Menaikkan sebelah alisnya, Anin balik menatap sang ayah. "Ini cafe aku Yah. Kalaupun aku mau turun tangan, jelas itu bukan masalah."

Salah satu sudut bibir Beni sedikit tertarik. "Lalu apa gunanya karyawan kamu kalau kamu masih suka ambil alih, hm?"

Anin tak langsung menjawab. Mengingat-ingat, kapan terakhir kali ia terlibat percakapan seperti ini, yang pasti akan berujung perdebatan dengan sang ayah. Terlalu lama, hingga Anin melupakan kapan waktu pastinya. "Aku mempekerjakan mereka bukan buat ngambil alih tugas yang enggak bisa aku handle yah, tapi buat bantu aku supaya aku bisa pantau semuanya," jelas Anin perlahan, seolah mengingatkan apa yang dulu pernah ayahnya katakan. Beni berkata, ia membebaskan Anin di masa mendatang. Entah jadi seorang karyawan ataupun bos di usahanya sendiri, ia harus tetap memanusiakan manusia. Jangan pernah semena-mena dengan 'jabatan' yang ia miliki.

Kali ini Beni membiarkan senyumnya dilihat Anin. Walau ada beberapa hal yang tak patut Anin tiru karena perbuatannya, setidaknya Anin menangkap hal baik yang dia tinggalkan. Hingga ketukan pintu membuat percakapan mereka terjeda, lalu tampak Ari yang masuk ke ruangan Anin sembari membawa secangkir kopi di kedua tangannya. Beni mengucapkan terima kasih, lalu seketika menghidu aroma yang menguar dari secangkir kopi yang selalu mengingatkannya kepada sang putri. Membiarkan Ari berlalu meninggalkan anak dan ayah itu untuk melanjutkan percakapannya.

"Ayah rindu kopi buatan kamu, Nak."

Anin memperhatikannya.

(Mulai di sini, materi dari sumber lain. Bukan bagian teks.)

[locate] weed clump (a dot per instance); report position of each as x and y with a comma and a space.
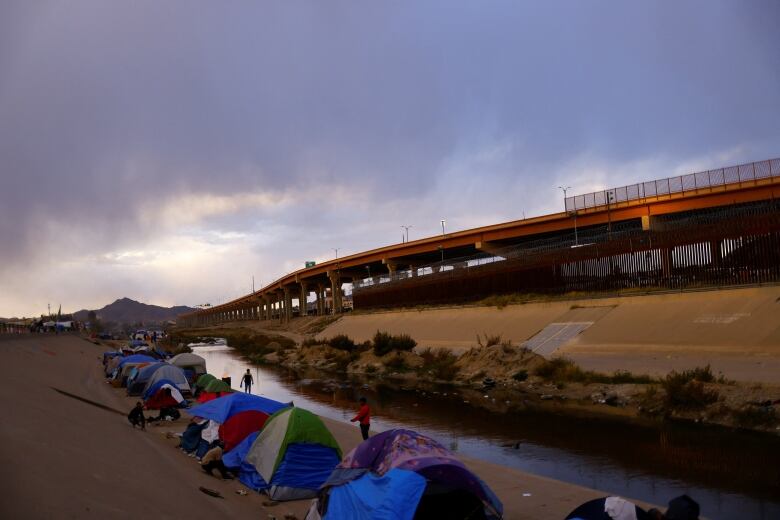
440, 364
385, 343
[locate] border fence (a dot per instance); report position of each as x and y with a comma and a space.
680, 184
730, 245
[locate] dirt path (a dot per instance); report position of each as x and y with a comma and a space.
66, 458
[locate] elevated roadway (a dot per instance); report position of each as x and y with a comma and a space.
325, 280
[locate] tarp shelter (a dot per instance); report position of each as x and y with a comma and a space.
239, 415
203, 380
189, 362
167, 396
214, 389
171, 373
126, 364
448, 488
291, 457
137, 382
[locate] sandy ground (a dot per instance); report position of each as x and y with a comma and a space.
737, 331
64, 458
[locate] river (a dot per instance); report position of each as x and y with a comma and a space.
733, 475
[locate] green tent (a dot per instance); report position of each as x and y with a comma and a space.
216, 385
204, 380
293, 454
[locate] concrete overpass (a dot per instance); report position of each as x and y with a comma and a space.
647, 202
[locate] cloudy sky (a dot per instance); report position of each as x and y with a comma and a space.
168, 151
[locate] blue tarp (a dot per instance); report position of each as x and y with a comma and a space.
137, 358
222, 408
156, 386
305, 466
394, 496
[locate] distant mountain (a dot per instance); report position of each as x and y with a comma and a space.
129, 311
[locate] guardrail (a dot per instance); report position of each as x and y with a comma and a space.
680, 184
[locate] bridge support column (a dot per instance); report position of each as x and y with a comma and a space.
320, 292
666, 262
715, 253
335, 282
302, 306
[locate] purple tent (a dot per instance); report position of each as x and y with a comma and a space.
408, 450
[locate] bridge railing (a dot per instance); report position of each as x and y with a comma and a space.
679, 184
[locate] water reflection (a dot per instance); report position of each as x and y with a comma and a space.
732, 475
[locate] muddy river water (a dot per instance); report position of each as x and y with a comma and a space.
733, 475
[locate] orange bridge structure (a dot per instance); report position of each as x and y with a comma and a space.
718, 227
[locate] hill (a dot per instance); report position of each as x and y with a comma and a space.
129, 311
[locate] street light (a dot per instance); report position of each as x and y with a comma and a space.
564, 189
406, 228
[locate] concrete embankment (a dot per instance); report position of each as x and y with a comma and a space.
67, 458
736, 331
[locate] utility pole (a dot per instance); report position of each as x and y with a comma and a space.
407, 232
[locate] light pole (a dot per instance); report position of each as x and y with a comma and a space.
564, 189
406, 228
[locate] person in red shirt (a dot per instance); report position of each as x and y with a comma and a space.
364, 416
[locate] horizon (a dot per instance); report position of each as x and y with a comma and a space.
175, 152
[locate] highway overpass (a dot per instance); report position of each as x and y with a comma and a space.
599, 236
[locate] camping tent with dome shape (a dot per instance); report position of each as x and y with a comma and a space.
289, 458
403, 475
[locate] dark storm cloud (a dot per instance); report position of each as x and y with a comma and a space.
107, 105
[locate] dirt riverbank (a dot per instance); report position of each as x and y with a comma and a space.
67, 458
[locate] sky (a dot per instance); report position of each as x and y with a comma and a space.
169, 151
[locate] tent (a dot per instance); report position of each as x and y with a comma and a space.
166, 396
137, 382
358, 487
291, 457
191, 362
126, 365
171, 373
203, 380
214, 389
239, 415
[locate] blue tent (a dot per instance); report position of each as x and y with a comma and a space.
149, 392
224, 407
137, 358
136, 382
371, 497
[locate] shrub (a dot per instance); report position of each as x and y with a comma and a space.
342, 342
520, 375
685, 392
440, 364
754, 416
396, 364
385, 343
490, 341
310, 342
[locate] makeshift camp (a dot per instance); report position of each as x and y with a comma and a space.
203, 380
214, 389
171, 373
189, 362
166, 396
290, 458
127, 364
239, 415
382, 474
136, 382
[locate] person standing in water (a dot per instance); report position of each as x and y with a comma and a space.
364, 417
246, 382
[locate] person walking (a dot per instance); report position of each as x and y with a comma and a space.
364, 417
246, 382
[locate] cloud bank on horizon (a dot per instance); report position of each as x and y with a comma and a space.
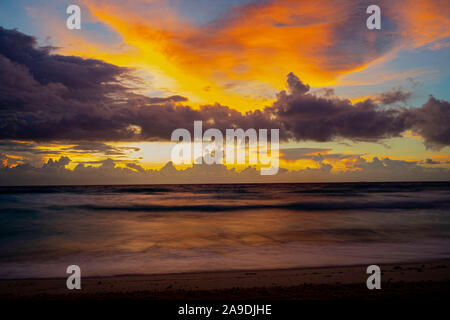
57, 103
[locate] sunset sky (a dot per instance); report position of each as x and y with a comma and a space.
351, 103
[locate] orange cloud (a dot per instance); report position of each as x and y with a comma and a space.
240, 59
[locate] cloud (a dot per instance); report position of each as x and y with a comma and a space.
47, 97
393, 96
431, 121
54, 172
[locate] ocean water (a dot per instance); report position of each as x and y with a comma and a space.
147, 229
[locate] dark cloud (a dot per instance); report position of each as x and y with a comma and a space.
393, 96
432, 122
431, 161
309, 117
54, 172
48, 97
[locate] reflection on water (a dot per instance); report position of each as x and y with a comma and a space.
158, 229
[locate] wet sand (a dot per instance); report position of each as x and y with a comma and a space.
429, 280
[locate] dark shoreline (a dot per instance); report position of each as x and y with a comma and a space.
408, 281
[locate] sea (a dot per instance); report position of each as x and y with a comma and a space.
157, 229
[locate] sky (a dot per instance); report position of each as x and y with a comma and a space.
98, 105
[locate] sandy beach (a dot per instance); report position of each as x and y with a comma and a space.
428, 280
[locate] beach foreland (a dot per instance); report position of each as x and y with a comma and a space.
427, 280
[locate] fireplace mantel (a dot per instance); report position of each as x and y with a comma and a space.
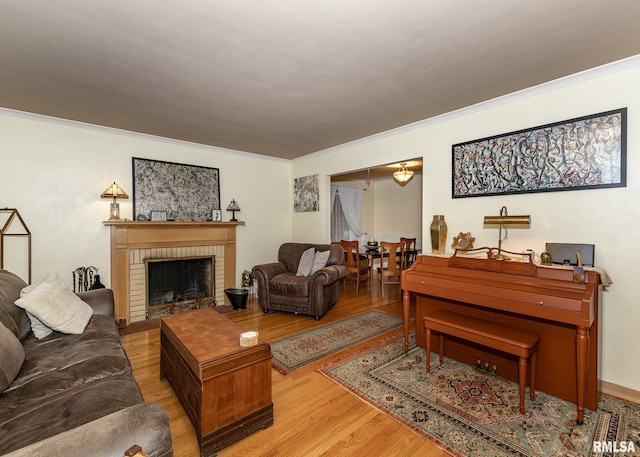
127, 236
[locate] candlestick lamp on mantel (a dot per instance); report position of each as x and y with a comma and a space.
114, 191
233, 207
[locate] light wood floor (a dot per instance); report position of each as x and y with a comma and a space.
312, 415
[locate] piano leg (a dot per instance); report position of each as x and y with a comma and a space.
406, 305
582, 356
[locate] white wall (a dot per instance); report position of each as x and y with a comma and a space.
608, 218
54, 171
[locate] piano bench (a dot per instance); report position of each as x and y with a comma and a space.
521, 343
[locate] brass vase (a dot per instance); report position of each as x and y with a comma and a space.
438, 234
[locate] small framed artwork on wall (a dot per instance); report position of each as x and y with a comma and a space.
158, 215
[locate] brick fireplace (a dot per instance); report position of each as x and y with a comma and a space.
133, 243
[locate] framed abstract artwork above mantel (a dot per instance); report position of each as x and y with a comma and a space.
184, 192
306, 194
588, 152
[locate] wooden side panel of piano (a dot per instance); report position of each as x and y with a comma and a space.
549, 303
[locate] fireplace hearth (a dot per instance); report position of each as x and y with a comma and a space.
132, 242
178, 285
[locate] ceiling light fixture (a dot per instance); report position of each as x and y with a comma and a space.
403, 175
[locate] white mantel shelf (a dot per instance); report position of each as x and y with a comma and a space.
128, 235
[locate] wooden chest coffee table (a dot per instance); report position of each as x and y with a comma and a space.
225, 388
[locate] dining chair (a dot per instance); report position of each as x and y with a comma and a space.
410, 252
391, 272
358, 269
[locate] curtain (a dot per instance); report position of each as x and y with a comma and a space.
347, 214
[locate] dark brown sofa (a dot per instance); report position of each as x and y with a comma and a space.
279, 288
74, 395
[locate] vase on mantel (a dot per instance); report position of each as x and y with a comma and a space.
438, 234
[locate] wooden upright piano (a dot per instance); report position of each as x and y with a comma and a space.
545, 300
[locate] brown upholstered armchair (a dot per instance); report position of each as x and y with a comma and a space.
313, 293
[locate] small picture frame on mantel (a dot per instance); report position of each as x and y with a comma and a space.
158, 216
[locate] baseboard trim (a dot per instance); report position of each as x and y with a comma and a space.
622, 392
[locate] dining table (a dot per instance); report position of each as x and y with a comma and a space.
372, 254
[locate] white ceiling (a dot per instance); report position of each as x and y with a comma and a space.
291, 77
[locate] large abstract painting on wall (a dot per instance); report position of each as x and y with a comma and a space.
583, 153
184, 192
306, 194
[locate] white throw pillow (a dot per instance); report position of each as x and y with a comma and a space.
306, 262
55, 306
320, 261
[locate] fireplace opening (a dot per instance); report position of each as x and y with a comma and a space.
177, 285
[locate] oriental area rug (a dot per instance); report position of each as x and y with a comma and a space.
305, 347
469, 412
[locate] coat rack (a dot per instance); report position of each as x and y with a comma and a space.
11, 216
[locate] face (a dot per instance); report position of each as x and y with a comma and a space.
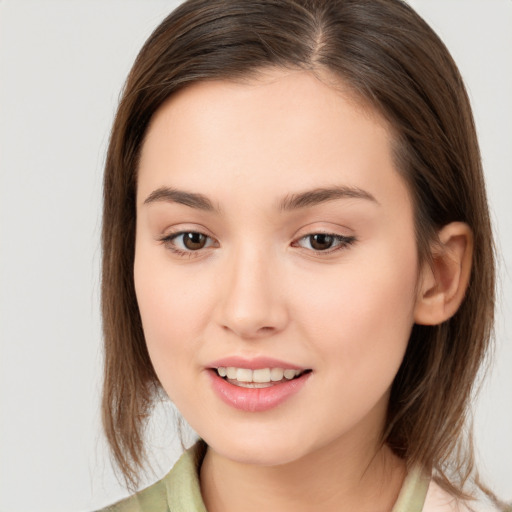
275, 264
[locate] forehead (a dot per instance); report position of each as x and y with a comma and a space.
274, 132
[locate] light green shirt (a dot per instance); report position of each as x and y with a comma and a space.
179, 490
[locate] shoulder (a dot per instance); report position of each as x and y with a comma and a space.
178, 490
438, 500
153, 498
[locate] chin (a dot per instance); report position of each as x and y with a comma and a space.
258, 450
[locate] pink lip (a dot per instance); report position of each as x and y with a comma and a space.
256, 399
253, 364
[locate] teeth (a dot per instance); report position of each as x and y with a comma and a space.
243, 375
276, 374
261, 375
289, 374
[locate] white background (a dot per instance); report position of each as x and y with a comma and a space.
62, 65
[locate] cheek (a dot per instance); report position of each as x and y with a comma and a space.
172, 310
363, 311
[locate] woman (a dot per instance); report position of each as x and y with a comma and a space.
297, 250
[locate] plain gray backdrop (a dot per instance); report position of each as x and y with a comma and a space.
62, 66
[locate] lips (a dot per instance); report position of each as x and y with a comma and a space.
256, 385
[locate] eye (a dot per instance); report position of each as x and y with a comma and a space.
186, 242
324, 242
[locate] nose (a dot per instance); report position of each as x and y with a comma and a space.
253, 301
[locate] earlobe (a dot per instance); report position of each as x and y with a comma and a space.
444, 281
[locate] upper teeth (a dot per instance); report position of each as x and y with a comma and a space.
260, 375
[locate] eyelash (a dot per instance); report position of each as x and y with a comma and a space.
341, 241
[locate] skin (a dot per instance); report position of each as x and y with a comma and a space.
258, 288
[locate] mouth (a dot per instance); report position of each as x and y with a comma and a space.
258, 378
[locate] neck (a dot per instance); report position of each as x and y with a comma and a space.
341, 477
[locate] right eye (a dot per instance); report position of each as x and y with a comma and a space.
186, 242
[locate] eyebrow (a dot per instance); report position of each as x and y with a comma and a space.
172, 195
288, 203
322, 195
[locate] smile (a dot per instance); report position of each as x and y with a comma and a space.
259, 378
256, 389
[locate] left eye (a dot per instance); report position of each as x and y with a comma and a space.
324, 241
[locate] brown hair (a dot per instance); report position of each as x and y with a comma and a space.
394, 62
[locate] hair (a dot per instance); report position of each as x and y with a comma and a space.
395, 63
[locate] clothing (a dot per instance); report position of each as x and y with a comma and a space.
179, 491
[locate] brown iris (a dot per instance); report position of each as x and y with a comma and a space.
321, 241
194, 241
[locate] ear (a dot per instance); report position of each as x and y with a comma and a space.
444, 281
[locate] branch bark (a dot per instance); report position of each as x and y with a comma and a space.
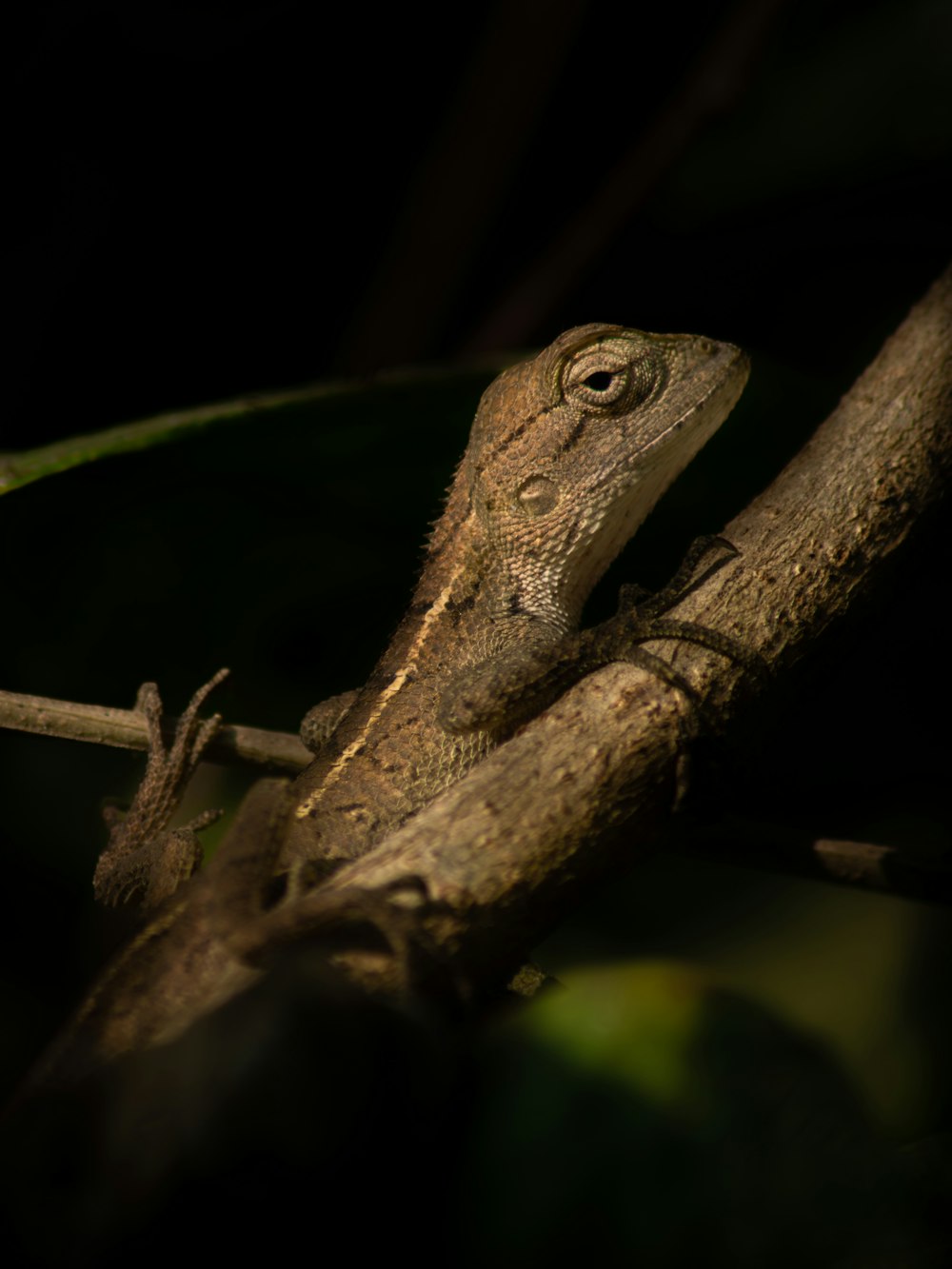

Kebiasaan sang Ayah yang menghirup aroma kopi yang uapnya mengepul sebelum meminumnya. "Aku juga rindu dengan kebiasaan kita yang berbicara santai seperti ini." Maka berikanlah tepukan meriah untuk Anin yang dengan beraninya mengutarakan keinginannya. Membuat Beni seketika mendongakkan kepalanya, lalu meletakkan kopinya kemudian.